Deliro, lo sé, pues hay aquí más candidatos a padre que parricidas.
El desear la muerte del otro, por más intentos de matizar el contexto conceptual de la premisa, no es material para ventilar frente a las conciencias hipersensitivas de las últimas semanas. Entre los asesinatos del Macho Camacho y el publicista, y las inagotables polémicas y haladuras de greñas que tanto en la brea como en las redes sociales le han sucedido, no veo estómagos dispuestos a aceptar otra invitación a la violencia. Pido perdón de antemano.
No ayuda el peso de diciembre, que acecha con toda su disciplina pacificadora. Sin embargo, son precisamente los aires familiares de este mes de fiesta y “esperanza”, junto a una idea implantada en mí hace unos meses, lo que me motiva a abordar la empotrada narrativa de padres, hijos y legados en un arco que va desde la concepción misma de la historia hasta las bases que dirigen la configuración del territorio y su administración. Territorio tiene aquí todas las cargas posibles, desde la materialísima tierra que se pisa, hasta la inmaterial atmósfera político-jurídica que nutre y a la vez asfixia, dependiendo de la especie a la que uno pertenezca.

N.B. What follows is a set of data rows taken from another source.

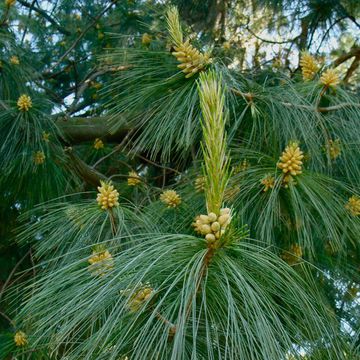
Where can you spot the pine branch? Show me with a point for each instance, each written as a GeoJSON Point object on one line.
{"type": "Point", "coordinates": [355, 51]}
{"type": "Point", "coordinates": [44, 14]}
{"type": "Point", "coordinates": [250, 97]}
{"type": "Point", "coordinates": [83, 33]}
{"type": "Point", "coordinates": [83, 170]}
{"type": "Point", "coordinates": [78, 129]}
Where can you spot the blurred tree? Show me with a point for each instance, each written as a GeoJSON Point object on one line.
{"type": "Point", "coordinates": [246, 112]}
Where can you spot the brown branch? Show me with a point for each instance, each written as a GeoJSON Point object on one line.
{"type": "Point", "coordinates": [79, 129]}
{"type": "Point", "coordinates": [271, 41]}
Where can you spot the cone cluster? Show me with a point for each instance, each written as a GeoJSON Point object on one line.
{"type": "Point", "coordinates": [309, 66]}
{"type": "Point", "coordinates": [200, 183]}
{"type": "Point", "coordinates": [46, 136]}
{"type": "Point", "coordinates": [353, 205]}
{"type": "Point", "coordinates": [108, 196]}
{"type": "Point", "coordinates": [39, 158]}
{"type": "Point", "coordinates": [268, 182]}
{"type": "Point", "coordinates": [191, 59]}
{"type": "Point", "coordinates": [140, 297]}
{"type": "Point", "coordinates": [330, 78]}
{"type": "Point", "coordinates": [98, 144]}
{"type": "Point", "coordinates": [291, 161]}
{"type": "Point", "coordinates": [334, 148]}
{"type": "Point", "coordinates": [170, 198]}
{"type": "Point", "coordinates": [20, 339]}
{"type": "Point", "coordinates": [14, 60]}
{"type": "Point", "coordinates": [212, 226]}
{"type": "Point", "coordinates": [100, 262]}
{"type": "Point", "coordinates": [24, 103]}
{"type": "Point", "coordinates": [133, 179]}
{"type": "Point", "coordinates": [146, 39]}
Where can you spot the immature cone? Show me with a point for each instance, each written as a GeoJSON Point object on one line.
{"type": "Point", "coordinates": [14, 60]}
{"type": "Point", "coordinates": [334, 148]}
{"type": "Point", "coordinates": [294, 254]}
{"type": "Point", "coordinates": [191, 59]}
{"type": "Point", "coordinates": [20, 339]}
{"type": "Point", "coordinates": [353, 205]}
{"type": "Point", "coordinates": [140, 297]}
{"type": "Point", "coordinates": [200, 183]}
{"type": "Point", "coordinates": [290, 160]}
{"type": "Point", "coordinates": [170, 198]}
{"type": "Point", "coordinates": [212, 226]}
{"type": "Point", "coordinates": [98, 144]}
{"type": "Point", "coordinates": [268, 182]}
{"type": "Point", "coordinates": [24, 103]}
{"type": "Point", "coordinates": [100, 262]}
{"type": "Point", "coordinates": [146, 39]}
{"type": "Point", "coordinates": [107, 197]}
{"type": "Point", "coordinates": [134, 178]}
{"type": "Point", "coordinates": [309, 66]}
{"type": "Point", "coordinates": [46, 136]}
{"type": "Point", "coordinates": [330, 78]}
{"type": "Point", "coordinates": [39, 158]}
{"type": "Point", "coordinates": [243, 166]}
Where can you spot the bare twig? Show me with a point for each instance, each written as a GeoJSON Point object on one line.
{"type": "Point", "coordinates": [12, 274]}
{"type": "Point", "coordinates": [77, 40]}
{"type": "Point", "coordinates": [46, 16]}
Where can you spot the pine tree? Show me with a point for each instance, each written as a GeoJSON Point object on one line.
{"type": "Point", "coordinates": [166, 199]}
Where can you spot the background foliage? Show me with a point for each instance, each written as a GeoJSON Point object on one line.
{"type": "Point", "coordinates": [107, 99]}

Para toda la angustia que se destila en Puerto Rico en torno a la ambigüedad de “nuestra” condición, traducida en inestabilidad económica y social, prevalece, más que el desencanto, el estancamiento fósil. Si vientos y mares metaforizan una alegada fluidez tropical, el comportamiento factual del lugar emula más una cierta resistencia glacial.
Por más vertiginosa que se sienta la caída, nuestra caída, su efecto se experimenta como un asunto de inmovilidad y sedimentación. Algunos exhiben este estancamiento auto-infligido a manera de orgullosa muestra de hidalguía, un temperamento que valora su pasado, resiste y preserva a pesar de; otros, hace rato que la caracterizamos de formas menos piadosas, con metáforas de putrefacción y enquistamiento.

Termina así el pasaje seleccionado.